Since 1886, Winchester has been making shotshells that have helped hunters fill their limit on waterfowl anytime the ducks and geese are flying.
From the early days of capturing the latest innovations to make shells better (think smokeless powders and later plastic hulls) to the modern wonder, BlindSide, which utilizes stacked hexadhedron-shaped steel shot and Winchester’s patented Diamond Cut wad. But even with the best shells ever made loaded in your shotgun, it does you no good if you don’t follow proper shooting technique and fail to properly lead the fast flying target ducks and geese present.
Here are five waterfowl shooting tips to help you fill your limit each time you hit the flooded timber or blind.

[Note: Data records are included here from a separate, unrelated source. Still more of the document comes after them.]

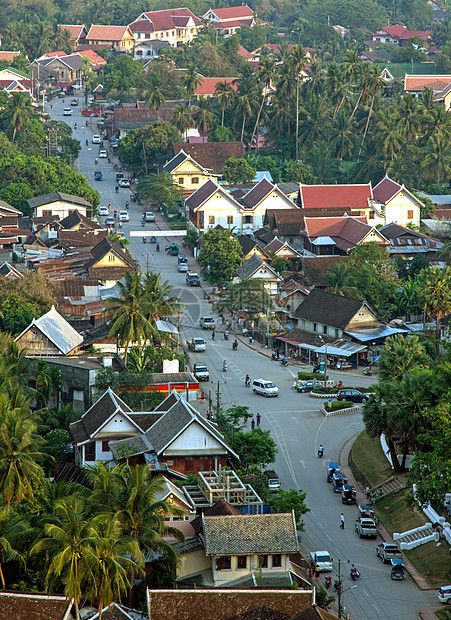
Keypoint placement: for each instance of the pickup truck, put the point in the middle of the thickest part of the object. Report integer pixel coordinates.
(388, 551)
(320, 560)
(366, 527)
(200, 371)
(196, 344)
(273, 480)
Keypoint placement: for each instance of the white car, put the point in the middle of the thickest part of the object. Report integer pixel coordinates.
(444, 594)
(265, 387)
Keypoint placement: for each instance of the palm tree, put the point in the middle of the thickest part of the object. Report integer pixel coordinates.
(181, 119)
(131, 313)
(161, 301)
(17, 112)
(400, 355)
(114, 567)
(20, 472)
(191, 80)
(388, 134)
(154, 94)
(434, 291)
(223, 94)
(298, 61)
(13, 529)
(203, 116)
(245, 100)
(71, 539)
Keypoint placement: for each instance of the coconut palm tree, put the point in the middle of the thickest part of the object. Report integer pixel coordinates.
(181, 119)
(434, 291)
(203, 116)
(71, 538)
(399, 356)
(131, 313)
(154, 94)
(17, 112)
(223, 94)
(20, 472)
(190, 81)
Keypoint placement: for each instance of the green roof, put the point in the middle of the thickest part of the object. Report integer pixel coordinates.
(399, 69)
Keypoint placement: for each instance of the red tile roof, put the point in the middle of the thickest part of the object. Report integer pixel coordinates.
(9, 56)
(325, 196)
(164, 20)
(401, 33)
(208, 85)
(419, 82)
(75, 31)
(386, 189)
(106, 33)
(233, 12)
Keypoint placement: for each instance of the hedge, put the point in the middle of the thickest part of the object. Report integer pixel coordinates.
(341, 404)
(305, 376)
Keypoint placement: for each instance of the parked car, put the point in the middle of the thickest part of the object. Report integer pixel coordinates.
(207, 322)
(307, 386)
(388, 551)
(200, 371)
(331, 469)
(353, 395)
(348, 494)
(265, 387)
(444, 594)
(196, 344)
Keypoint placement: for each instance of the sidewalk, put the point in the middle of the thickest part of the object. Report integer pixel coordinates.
(361, 499)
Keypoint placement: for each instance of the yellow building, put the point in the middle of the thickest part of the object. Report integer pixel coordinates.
(175, 26)
(119, 37)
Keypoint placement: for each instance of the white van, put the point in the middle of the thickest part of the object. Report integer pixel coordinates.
(265, 387)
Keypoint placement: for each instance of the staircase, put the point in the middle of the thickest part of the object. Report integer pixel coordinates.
(388, 487)
(415, 538)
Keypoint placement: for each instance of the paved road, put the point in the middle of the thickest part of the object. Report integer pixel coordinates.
(294, 420)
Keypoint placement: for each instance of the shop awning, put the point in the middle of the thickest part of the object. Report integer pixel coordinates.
(349, 348)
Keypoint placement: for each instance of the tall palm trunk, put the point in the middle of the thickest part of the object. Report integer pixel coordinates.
(297, 118)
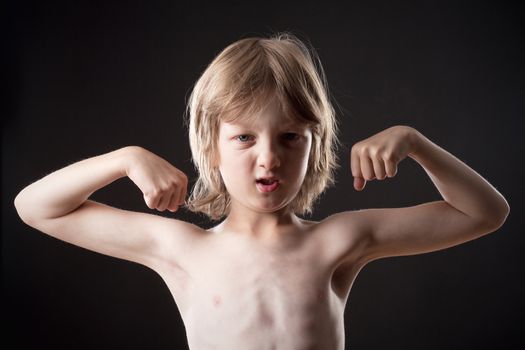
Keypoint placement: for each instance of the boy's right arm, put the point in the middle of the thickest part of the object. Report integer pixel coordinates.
(58, 205)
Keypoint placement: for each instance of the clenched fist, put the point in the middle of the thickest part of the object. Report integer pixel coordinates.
(163, 185)
(378, 156)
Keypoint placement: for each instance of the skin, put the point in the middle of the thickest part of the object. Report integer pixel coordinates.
(263, 278)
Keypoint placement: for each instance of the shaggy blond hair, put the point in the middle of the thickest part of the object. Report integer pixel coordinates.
(239, 82)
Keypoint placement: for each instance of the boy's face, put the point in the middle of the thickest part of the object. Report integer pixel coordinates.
(269, 145)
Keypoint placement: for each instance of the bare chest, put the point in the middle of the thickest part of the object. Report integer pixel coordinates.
(240, 295)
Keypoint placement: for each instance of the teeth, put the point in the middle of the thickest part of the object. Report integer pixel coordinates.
(267, 182)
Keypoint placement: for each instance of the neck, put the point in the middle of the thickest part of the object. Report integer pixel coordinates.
(259, 225)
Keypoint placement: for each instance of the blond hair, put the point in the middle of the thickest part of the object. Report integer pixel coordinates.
(237, 82)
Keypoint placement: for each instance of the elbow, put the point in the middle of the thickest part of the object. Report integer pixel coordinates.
(21, 209)
(499, 219)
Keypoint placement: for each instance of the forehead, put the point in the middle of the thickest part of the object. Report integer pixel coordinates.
(258, 113)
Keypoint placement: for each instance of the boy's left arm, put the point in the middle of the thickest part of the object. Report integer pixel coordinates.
(471, 207)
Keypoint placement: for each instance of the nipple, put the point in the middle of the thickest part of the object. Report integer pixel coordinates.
(217, 301)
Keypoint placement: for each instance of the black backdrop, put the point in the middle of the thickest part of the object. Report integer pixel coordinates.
(86, 77)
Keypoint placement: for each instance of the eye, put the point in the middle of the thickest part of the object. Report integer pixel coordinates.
(243, 138)
(290, 136)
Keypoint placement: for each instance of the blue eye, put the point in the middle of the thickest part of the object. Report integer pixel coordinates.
(291, 136)
(243, 138)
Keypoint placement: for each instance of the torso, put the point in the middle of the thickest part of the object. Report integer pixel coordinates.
(240, 294)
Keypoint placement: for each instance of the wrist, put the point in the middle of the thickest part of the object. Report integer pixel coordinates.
(415, 140)
(127, 156)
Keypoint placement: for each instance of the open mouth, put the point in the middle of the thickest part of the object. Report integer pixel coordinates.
(267, 185)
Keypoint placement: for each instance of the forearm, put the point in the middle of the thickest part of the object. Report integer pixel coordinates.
(66, 189)
(460, 186)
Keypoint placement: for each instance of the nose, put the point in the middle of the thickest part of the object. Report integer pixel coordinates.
(269, 157)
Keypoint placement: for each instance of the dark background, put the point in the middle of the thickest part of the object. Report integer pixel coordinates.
(87, 77)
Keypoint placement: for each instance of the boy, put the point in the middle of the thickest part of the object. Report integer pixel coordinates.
(263, 139)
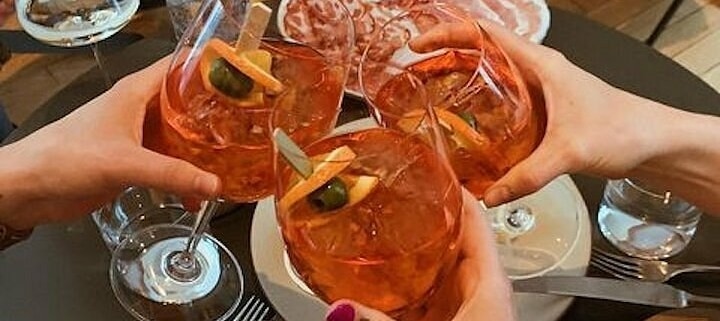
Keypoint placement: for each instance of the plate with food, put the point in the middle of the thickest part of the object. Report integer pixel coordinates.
(294, 301)
(527, 18)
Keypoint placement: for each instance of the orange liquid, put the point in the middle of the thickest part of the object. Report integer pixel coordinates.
(512, 130)
(233, 141)
(390, 250)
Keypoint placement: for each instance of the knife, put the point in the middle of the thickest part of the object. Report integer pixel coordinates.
(637, 292)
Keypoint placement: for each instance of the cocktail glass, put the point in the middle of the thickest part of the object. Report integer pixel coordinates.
(370, 214)
(225, 79)
(485, 113)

- Dress for the Weather—Not just when you hunt, but when you practice too. Most hunters may get a little time behind the shotgun during the warmer pre-season of summer on the clays course or skeet range, only to find their shooting off, when they are bundled in heavy coats, thick gloves and half frozen during the season. The trick? Wait until that first colder weather hits and roll out to the range to bust clays dressed as you will be when actually hunting. Clothing can change the way you mount your shotgun and even the way it fits you, not to mention, you want to be sure you have a good feel on your trigger no matter what gloves you might be wearing.
- Pump It Up—While modern semi-autos are as reliable as technology can deliver when properly cared for, for the ultimate in workhorse reliability many shooters opt for a pump-action shotgun. Good waterfowl conditions often translate into a presence of water, ice and mud—all elements that can gum an action up—a hunter can typically strong arm a pump gun and work the action even if it is filthy. A bonus: most pump shotguns are much less costly than semi-autos while delivering all the features today’s semis have that make the guns pattern tighter and more accurately.

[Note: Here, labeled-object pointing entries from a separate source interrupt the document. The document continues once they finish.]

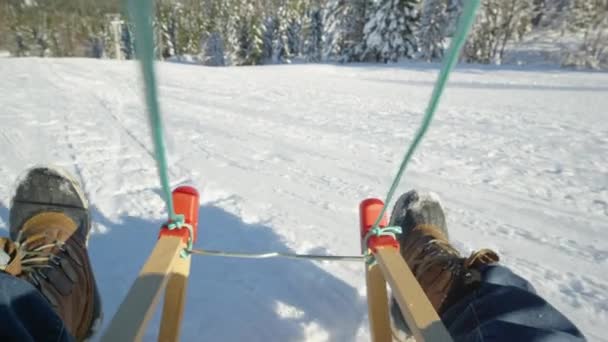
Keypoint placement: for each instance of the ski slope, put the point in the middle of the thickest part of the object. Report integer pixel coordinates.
(282, 156)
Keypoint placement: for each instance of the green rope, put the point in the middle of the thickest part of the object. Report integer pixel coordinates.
(377, 231)
(142, 13)
(464, 25)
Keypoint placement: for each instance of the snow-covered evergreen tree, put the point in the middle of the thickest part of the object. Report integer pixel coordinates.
(498, 23)
(127, 42)
(213, 50)
(313, 39)
(389, 33)
(251, 37)
(345, 20)
(589, 20)
(433, 25)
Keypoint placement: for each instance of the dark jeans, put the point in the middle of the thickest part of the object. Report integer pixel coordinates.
(504, 308)
(25, 315)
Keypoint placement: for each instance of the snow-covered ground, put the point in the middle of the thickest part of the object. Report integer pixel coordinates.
(283, 155)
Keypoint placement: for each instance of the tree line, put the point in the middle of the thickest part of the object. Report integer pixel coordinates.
(253, 32)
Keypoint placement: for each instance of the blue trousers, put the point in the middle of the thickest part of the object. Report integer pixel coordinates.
(504, 308)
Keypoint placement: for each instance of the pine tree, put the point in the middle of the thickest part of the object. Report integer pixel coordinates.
(498, 23)
(433, 25)
(589, 19)
(313, 35)
(251, 34)
(389, 32)
(127, 43)
(345, 21)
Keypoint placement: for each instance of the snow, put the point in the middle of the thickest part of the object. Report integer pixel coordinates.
(282, 156)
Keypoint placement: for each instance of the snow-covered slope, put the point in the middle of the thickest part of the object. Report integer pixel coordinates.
(283, 155)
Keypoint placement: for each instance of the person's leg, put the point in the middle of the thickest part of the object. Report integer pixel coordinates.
(25, 315)
(47, 248)
(506, 307)
(477, 299)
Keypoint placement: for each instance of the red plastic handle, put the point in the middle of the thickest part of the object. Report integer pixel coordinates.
(369, 209)
(186, 202)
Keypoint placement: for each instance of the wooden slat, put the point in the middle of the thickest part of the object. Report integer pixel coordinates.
(175, 301)
(136, 309)
(417, 310)
(377, 305)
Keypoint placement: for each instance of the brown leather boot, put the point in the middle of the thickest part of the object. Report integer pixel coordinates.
(49, 227)
(444, 275)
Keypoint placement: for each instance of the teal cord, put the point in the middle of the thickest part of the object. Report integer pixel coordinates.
(464, 25)
(378, 231)
(142, 13)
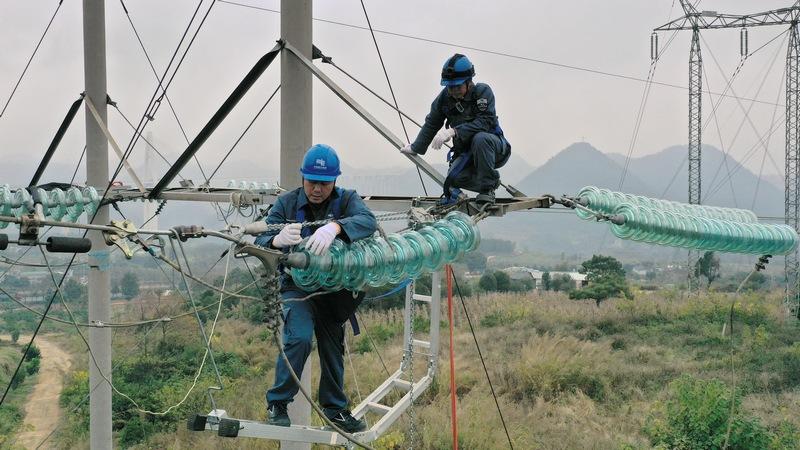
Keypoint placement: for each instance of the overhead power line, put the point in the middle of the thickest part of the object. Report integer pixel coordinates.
(497, 53)
(28, 64)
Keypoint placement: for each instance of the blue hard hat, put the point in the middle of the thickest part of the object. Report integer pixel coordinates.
(321, 163)
(456, 70)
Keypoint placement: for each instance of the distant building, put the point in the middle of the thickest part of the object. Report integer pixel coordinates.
(518, 273)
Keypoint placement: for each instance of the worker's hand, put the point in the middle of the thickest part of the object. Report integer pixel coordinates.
(289, 235)
(407, 150)
(442, 137)
(321, 240)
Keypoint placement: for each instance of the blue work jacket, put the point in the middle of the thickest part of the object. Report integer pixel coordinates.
(468, 116)
(344, 206)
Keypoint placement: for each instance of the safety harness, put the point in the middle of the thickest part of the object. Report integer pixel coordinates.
(337, 209)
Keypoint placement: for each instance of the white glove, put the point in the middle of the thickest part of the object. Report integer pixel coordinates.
(442, 137)
(321, 240)
(289, 235)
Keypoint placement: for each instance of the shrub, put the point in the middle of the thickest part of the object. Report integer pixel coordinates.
(550, 366)
(136, 430)
(697, 414)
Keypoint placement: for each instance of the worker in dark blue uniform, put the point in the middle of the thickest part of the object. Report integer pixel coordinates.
(467, 112)
(322, 315)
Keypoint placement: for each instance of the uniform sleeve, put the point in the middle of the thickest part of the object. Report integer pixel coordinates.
(276, 215)
(357, 222)
(433, 123)
(486, 116)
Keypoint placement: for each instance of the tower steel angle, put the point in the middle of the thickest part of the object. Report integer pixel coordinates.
(706, 20)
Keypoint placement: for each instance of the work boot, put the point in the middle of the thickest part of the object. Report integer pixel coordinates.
(279, 415)
(485, 197)
(344, 420)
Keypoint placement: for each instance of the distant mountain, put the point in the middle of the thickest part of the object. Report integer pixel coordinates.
(661, 175)
(725, 182)
(577, 166)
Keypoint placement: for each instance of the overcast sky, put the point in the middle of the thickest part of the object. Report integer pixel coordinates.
(542, 107)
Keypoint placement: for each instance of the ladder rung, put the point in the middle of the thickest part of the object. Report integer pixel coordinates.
(423, 344)
(379, 408)
(422, 298)
(402, 384)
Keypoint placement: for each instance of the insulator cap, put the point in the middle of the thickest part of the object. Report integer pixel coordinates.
(59, 244)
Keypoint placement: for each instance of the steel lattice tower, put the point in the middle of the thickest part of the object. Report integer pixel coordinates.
(792, 144)
(695, 131)
(706, 20)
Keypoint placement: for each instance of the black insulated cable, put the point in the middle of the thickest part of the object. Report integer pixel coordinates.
(28, 64)
(62, 130)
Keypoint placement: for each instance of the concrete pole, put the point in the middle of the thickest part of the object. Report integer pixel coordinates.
(296, 94)
(296, 138)
(94, 63)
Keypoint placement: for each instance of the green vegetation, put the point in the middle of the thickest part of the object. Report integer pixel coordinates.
(656, 371)
(11, 410)
(606, 279)
(708, 267)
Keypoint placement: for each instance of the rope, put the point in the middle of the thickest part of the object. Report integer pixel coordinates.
(448, 270)
(483, 363)
(36, 49)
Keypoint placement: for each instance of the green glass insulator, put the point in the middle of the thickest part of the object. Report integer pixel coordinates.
(377, 261)
(5, 203)
(74, 204)
(58, 204)
(402, 253)
(421, 252)
(376, 251)
(606, 201)
(331, 264)
(702, 233)
(472, 237)
(437, 242)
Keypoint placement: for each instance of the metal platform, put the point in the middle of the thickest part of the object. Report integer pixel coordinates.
(384, 413)
(387, 203)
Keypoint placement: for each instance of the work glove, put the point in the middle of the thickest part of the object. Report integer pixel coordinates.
(321, 240)
(442, 137)
(289, 235)
(407, 150)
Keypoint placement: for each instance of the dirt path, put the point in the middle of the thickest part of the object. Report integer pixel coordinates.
(42, 412)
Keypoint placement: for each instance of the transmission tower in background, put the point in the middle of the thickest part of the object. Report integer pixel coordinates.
(695, 21)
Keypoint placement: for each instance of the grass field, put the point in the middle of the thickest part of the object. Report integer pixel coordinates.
(630, 374)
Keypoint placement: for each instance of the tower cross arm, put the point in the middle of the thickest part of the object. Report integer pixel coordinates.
(712, 19)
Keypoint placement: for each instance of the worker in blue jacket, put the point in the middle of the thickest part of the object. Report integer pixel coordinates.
(466, 110)
(322, 315)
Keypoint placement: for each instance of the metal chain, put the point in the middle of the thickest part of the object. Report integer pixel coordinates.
(412, 431)
(272, 301)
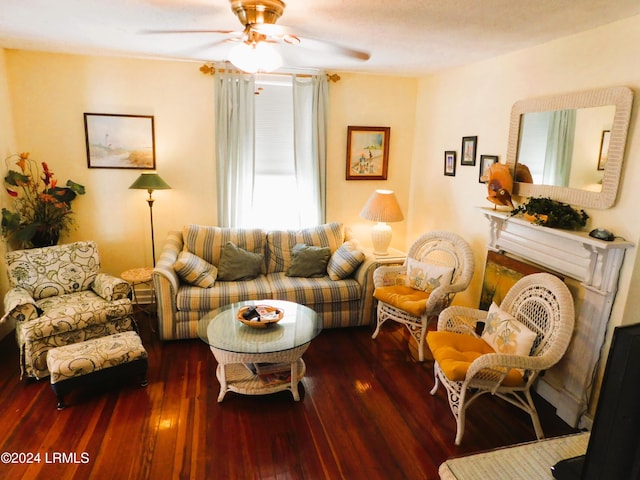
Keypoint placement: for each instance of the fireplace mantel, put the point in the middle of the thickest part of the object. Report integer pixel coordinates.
(595, 264)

- Choose Your Target—It’s easy to get flustered when a whole flock of ducks or geese are sliding straight into your spread, but it’s critical to not get mentally overloaded and start thinking of doubles or even triples until you’ve picked out that first bird you will shoot and properly swing on it. Flock busting often does just that, busts the flock into different directions of flight, while the only thing you collect are your empty hulls.
- Swing, Swing—There’s no magic formula for figuring proper lead; it’s a function of speed of the bird and the load, as well as distance and angle of approach to the shooter. But for many accomplished shooters, when birds are crossing, they simply swing the gun, catch up to the bird in flight (and along its proper track) and swing through the target firing as the point of aim swings out past the bird. The key is don’t quit swinging as you shoot, but to keep the motion going as you fire. For incomers, simply raise the barrel to the target and fire as the end of your barrel blots the duck or goose out of sight.
- By a Long Shot—One key thing on those crossing shots out at the edge of your effective shooting range—lead much more than you might think. Some birds may require as much as three or four feet of lead. The perfect place to practice crossing shots is on a skeet range. Writer and expert waterfowler Wade Bourne recommends standing about 10 yards behind the middle station on the range and practicing crossing shots from both directions to experiment with lead and improve your cross-shot confidence.